Real leaders, in business and beyond, go beyond defining goals and issuing orders. The leadership team at Generational instead takes time to engage with less experienced employees to understand their strengths, weaknesses and ambitions, and gear their M&A milestones to relate to these.
But you need to do more than set the targets – you have to show your team the results. By sharing important financials, performance indicators and key figures with the emerging leaders in your company, not only do they understand the bigger picture, but they feel involved in the structure of your business, encouraging them to continue their career at your firm rather than look elsewhere for other opportunities.
#4) Get Involved in the Community
The 2016 Cone Communications Employee Engagement Study revealed that 74% of employees consider their job more fulfilling when they are given opportunities to make a positive impact to their local community and other social/environmental issues.

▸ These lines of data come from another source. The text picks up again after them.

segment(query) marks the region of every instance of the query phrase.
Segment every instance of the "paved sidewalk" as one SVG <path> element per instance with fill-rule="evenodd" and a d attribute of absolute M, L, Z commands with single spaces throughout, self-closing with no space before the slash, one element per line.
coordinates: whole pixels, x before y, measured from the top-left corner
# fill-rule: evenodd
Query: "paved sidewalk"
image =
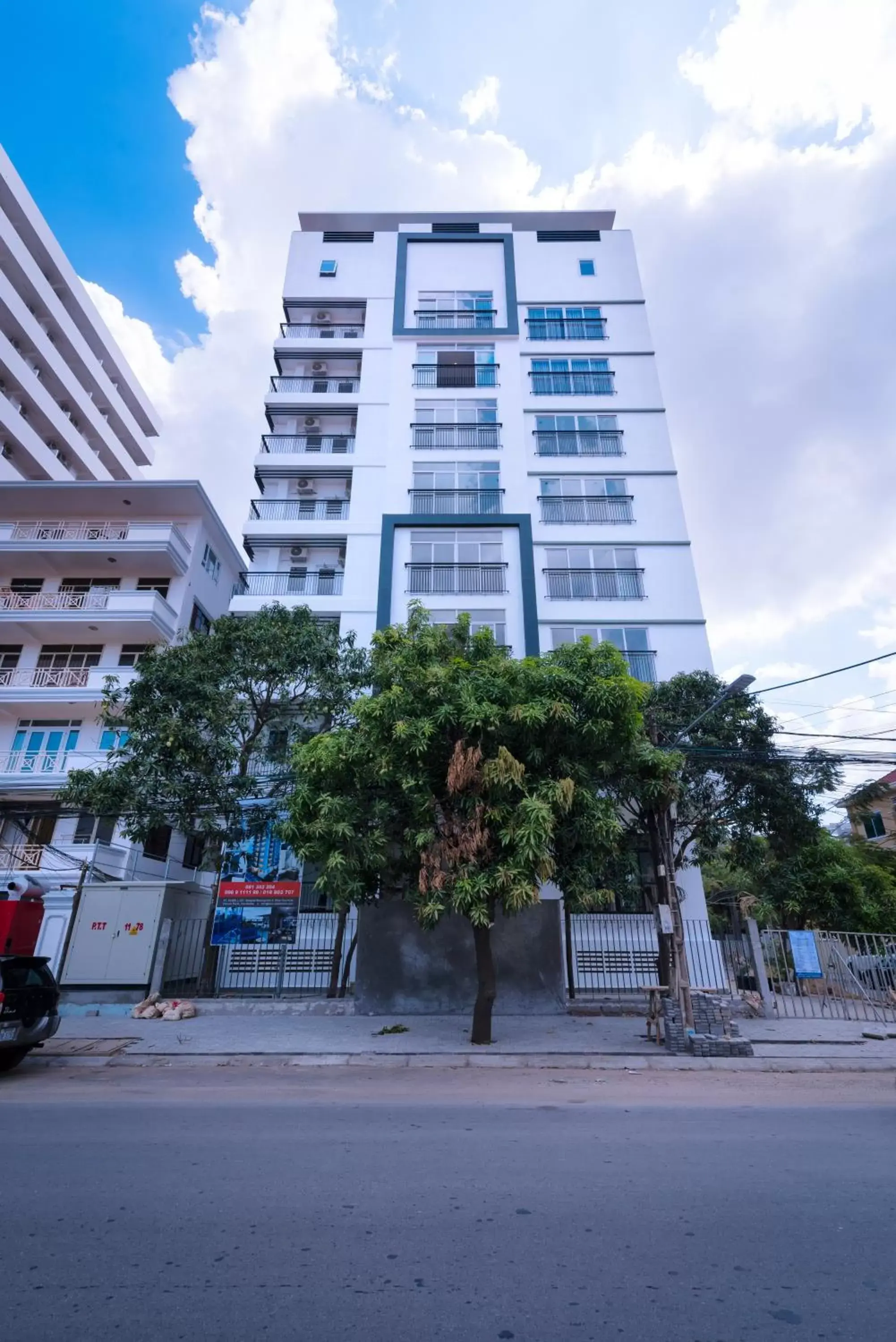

Therefore, encouraging your employees to get involved in the wider community they operate in is an effective way to build motivation, spread positivity, and make them feel more closely connected to their city and the people in it.
That’s why events like the Dallas Jingle Bell Run, which has been sponsored by Generational Group for several years, are so important to Ryan Binkley. First and foremost, they raise money and awareness for deeply important causes, but they also help Generational’s employees contribute to their wider community in a fun and meaningful way.
#5) Establish Core Values and Stick to Them
Finally, as alluded to earlier, establishing and sticking to a set of core values is important in creating a shared culture throughout your business.
Ryan, as President & CEO, has been critical in promoting Generational Equity’s core values throughout the firm, ensuring they influence every aspect of collaboration, both between colleagues and towards Generational’s clients.
Generational Equity’s core values are at the heart of everything the firm does:
- The Golden Rule (Respect and Responsible Stewardship)
By establishing and promoting positive core values such as these, you help all employees feel attached to the company as a whole, guiding their development in the appropriate manner.
Generational Equity: Guiding the Future of M&A?
Hopefully, you have gained some valuable tips that you can apply to your business, as well as a firmer understanding of the work Ryan Binkley and the entire team at Generational Equity is doing to encourage the next generation of M&A professionals.
With the firm’s commitment to mentoring and motivating its younger employees, Ryan firmly believes Generational Equity’s dedicated team will receive more recognition from organizations like The M&A Advisor going forward.